Das Schöne an Suppen ist, dass man sie in allemögliche Richtungen variieren kann und man auch Kombinationen sowohl für heiß als auch für kalt findet. Hier eine kleine Auswahl an Suppen, die ich schon einmal ausprobiert und für lecker befunden habe.
Hier mal eine ganz normale Hühnersuppe mit viel zu Beißen. Wer es gerne etwas flüssiger hat, gibt einfach noch etwas Brühe hinzu.

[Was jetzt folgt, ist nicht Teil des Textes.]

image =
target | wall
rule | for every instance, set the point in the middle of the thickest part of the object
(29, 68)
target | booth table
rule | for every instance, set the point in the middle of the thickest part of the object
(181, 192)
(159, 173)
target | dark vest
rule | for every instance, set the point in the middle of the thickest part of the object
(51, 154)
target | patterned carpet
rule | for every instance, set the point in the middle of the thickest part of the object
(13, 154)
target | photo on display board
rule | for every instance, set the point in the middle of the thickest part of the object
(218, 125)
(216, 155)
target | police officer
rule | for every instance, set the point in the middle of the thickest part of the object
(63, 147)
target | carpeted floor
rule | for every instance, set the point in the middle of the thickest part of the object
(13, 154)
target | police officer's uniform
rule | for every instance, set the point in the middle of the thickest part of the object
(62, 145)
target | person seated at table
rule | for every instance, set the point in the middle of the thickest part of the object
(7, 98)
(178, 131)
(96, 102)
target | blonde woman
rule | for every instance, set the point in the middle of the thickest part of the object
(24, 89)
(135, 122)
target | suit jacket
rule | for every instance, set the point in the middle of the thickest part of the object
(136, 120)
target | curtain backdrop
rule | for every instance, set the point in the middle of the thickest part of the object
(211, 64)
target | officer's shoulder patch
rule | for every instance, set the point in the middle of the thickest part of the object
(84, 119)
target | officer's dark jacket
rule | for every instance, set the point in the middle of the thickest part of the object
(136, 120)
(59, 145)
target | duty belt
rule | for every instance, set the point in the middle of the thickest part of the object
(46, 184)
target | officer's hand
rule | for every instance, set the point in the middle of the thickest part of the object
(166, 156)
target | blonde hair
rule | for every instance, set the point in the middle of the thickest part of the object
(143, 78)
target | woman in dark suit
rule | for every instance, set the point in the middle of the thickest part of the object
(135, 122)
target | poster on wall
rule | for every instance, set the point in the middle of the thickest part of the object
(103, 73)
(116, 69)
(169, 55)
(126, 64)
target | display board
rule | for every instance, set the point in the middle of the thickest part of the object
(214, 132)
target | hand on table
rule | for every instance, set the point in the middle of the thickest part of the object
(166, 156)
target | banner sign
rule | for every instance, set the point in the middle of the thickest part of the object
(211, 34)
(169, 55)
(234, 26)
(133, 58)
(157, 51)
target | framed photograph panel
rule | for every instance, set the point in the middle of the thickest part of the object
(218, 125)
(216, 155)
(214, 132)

Es muss nicht immer die Standard-Fleisch-Form sein: man kann auch Bratwürste in Suppen verwenden. Zusammen mit der sauren Sahne ein ungewöhnlicher und dennoch schmackhafter Effekt.
Relativ schnell gemacht und sehr interessant im Geschmack ist die Sauerkrautsuppe. Sie besticht durch die Zusammensetzung mehrerer konträr klingender Zutaten, die sich jedoch sehr gut ergänzen.
Wieder einmal eine cremige Suppe: Die Kartoffelsuppe. Den Anteil an Crème fraiche sollte man keinesfalls weg lassen, da er gerade den ausgeglichenen Geschmack herstellt.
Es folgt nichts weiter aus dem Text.